The AFL-CIO isn’t accepting such threats, hosting a dedicated website on voting –– –– and joining with allies including the ACLU, the NAACP, the Brennan Center for Law and Justice, the Lawyers Committee, the Leadership Conference for Civil Rights and Common Cause. Plus, the Biden campaign budgeted millions of dollars and recruited hundreds of lawyers to protect voters.

Unions prevail in statewide hospital strikes. Two forced strikes at the University of Illinois Hospital system – one by 1,300 Registered Nurses and the other by 4,000 support staff – wrapped up with union victories, according to the Illinois Nurses Association and Service Employees Local 73.
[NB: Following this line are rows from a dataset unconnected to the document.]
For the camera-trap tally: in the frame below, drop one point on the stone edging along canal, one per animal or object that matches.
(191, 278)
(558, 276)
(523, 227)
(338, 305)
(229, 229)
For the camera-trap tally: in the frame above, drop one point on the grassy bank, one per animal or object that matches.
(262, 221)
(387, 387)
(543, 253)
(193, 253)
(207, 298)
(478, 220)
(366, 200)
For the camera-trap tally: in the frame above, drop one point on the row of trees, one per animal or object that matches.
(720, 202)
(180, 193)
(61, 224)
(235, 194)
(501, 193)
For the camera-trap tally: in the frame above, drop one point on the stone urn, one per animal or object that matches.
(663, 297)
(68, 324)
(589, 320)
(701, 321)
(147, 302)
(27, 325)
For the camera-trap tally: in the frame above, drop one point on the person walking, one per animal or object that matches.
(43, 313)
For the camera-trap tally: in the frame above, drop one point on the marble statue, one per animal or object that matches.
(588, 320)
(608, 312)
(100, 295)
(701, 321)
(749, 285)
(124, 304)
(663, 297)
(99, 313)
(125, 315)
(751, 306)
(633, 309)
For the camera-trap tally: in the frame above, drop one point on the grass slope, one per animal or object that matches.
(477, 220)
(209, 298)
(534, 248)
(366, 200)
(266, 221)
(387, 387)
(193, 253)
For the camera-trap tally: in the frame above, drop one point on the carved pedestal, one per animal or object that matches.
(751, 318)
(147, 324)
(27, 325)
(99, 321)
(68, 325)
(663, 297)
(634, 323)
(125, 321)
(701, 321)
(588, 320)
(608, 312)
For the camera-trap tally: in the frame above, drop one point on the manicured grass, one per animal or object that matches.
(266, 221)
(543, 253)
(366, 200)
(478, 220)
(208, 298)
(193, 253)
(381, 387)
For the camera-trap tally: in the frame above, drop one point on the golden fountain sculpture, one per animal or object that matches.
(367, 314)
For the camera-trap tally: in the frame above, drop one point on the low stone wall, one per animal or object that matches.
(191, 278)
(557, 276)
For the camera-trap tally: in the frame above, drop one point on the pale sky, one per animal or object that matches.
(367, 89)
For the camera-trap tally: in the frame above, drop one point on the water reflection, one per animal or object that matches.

All SEIU 73 workers in Peoria, Rockford, Urbana and Chicago will get personal protective equipment (PPE) from the state, at least the $15 hourly pay that SEIU has demanded for years, and a ban on outsourcing jobs. A contract vote date was not announced.

INA’s 1,300 RNs at the University of Illinois Chicago Hospital agreed to a four-year pact addressing their issues – safe staffing in key areas like intensive care and emergency rooms – when the employer agreed to permanently hire 160 RNs.

INA was forced into a week-long strike in September, but hospital bosses got an injunction prohibiting RNs in key areas from striking and brought in out-of-state strikebreakers, which failed.

Out a few days longer were clerical and professional workers, janitors and techs represented by SEIU.

“I’m elated with everything that we’ve accomplished. We won in so many ways,” said Local 73 bargaining committee member Lavitta Steward. “The university did not, prior to this contract, have any respect for our union. The university did not expect for us to unite. The university tried to divide us. But what they did unified us.”

Unions praise Justice Ginsburg. Labor leaders joined the chorus of progressive voices praising pioneering Supreme Court Justice Ruth Bader Ginsburg, who died Sept. 18.

“Justice Ginsburg is an icon,” said American Federations of Teachers’ president Randi Weingarten. “She leaves behind a legacy as a brilliant, hardworking jurist and a trailblazing feminist. Her loss is incalculable.”
Ginsburg “broke barriers most never even dreamed to approach,” Weingarten continued. “Her unfailing sense of justice reminded us of its awesome power, and her unbending sense of duty reminded us to remain committed to protecting our democracy, our Constitution and the rule of law. But it was her personal courage and resilience, especially in the face of illness, that reminded us just how much strength one single person can have.”

National Education Association President Becky Pringle added, “We should celebrate her life, vote in a fair and free election, and then the next president can consider who should attempt to fill her unfillable shoes. Our nation is being pulled apart at the seams. She understood that the people must be heard in the election and any consideration of replacing her should wait. We should heed her wish — and her sage advice.”

Pandemic exposed Trump as a ‘fraud,’ CWA prez says. Before the recorded revelations of Trump conceding the dangers of COVID-19, Communications Workers President Chris Shelton said Trump’s refusal to combat the virus was already revealing.

“The COVID-19 pandemic has exposed Donald Trump as a total fraud,” Shelton said. “Trump has absolutely no moral compass, no compassion for people who are struggling, and no interest in actually rolling up his sleeves to solve the problems.”

In Pulitzer Prize-winning journalist Bob Woodward’s new book “Rage” and the audio evidence of Trump’s incompetence, the President said, “You just breathe the air and that’s how it’s passed,” Trump said in February. “And so that’s a very tricky one. That’s a very delicate one. It’s also more deadly than even your strenuous flu. This is deadly stuff.”

Of course, for months afterwards, Trump publicly compared the coronavirus to the common cold and predicted it would go away of its own accord. His regime also did little planning or assisting states, which were left to essentially compete for scarce tests and supplies. Woodward’s ex-partner at the Watergate-era Washington Post, Carl Berntsein, described Trump’s performance as “homicidal negligence.”